Publié le 21 Mars 2018 à 11h21 par Rédaction Medisite
Des anti-inflammatoires non stéroïdiens (AINS) sont une nouvelle fois pointés du doigt en raison de leur lien avec la survenue d’une arythmie cardiaque, la fibrillation auriculaire. Explications.

© Adobe StockIls étaient déjà accusés d’augmenter le risque de crise cardiaque. Les anti-inflammatoires non stéroïdiens (AINS) font aujourd’hui l’objet d’une nouvelle étude qui les implique dans la survenue de fibrillation auriculaire, un trouble du rythme cardiaque ou arythmie. Cette recherche, conduite par des scientifiques de l’Institut de Recherche de Santé National de Miaoli, Taiwan, est publiée dans le journal British Pharmacological Society le 20 mars 2018.

Un risque de fibrillation auriculaire élevé de 18%

Les chercheurs se sont appuyés sur les données de santé récoltées entre 2001 et 2013 de 57 058 participants dont la moitié souffrait de fibrillation auriculaire et l’autre moitié ne présentait pas de maladie du cœur. Ils ont comparé leur condition cardiaque à leur prise de médicaments antidouleur. Résultat : les participants ayant pris des AINS présentaient un risque de fibrillation auriculaire de 18% plus élevé que ceux n’en ayant pas pris. Plus précisément, la prise d’AINS non sélectifs était associée à un risque de trouble cardiaque plus élevée que la prise combinée d’AINS sélectifs et non sélectifs. Les AINS sélectifs visent spécifiquement une molécule responsable des états inflammatoires de la douleur, la COX-2, et sont mis en avant pour leurs effets indésirables moindres sur le tube digestif. Il s’agit des Coxibs, commercialisés par exemple sous les noms de célécoxib (Célébrex®) et de rofécoxib (Vioxx®) en France et sont indiqués dans le traitement des symptômes de l'arthrose ou de la polyarthrite rhumatoïde.

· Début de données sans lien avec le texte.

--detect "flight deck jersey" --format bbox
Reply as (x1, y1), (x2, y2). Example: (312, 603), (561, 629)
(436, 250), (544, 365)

Mettre en place une "surveillance étroite"

Cette étude apporte une nouvelle preuve d’un lien entre l’usage des anti-inflammatoires et les maladies du cœur, notamment chez les personnes présentant des risques cardiovasculaires. "Une surveillance étroite des effets indésirables du traitement par AINS sur le risque de fibrillation auriculaire sera importante, en particulier chez les individus à haut risque" écrivent ainsi les chercheurs dans leur étude. En février dernier, cette même équipe de scientifique publiait une étude issue de la même cohorte de patients. Ils y démontraient l’existence d’un lien entre cinq antidouleurs (Ibuprofène Mylan®, Celebrex 100 mg®, Ponstyl®, Voltarène ® et Apranax ®) et la survenue de crise cardiaque et d’accidents vasculaires cérébraux (AVC).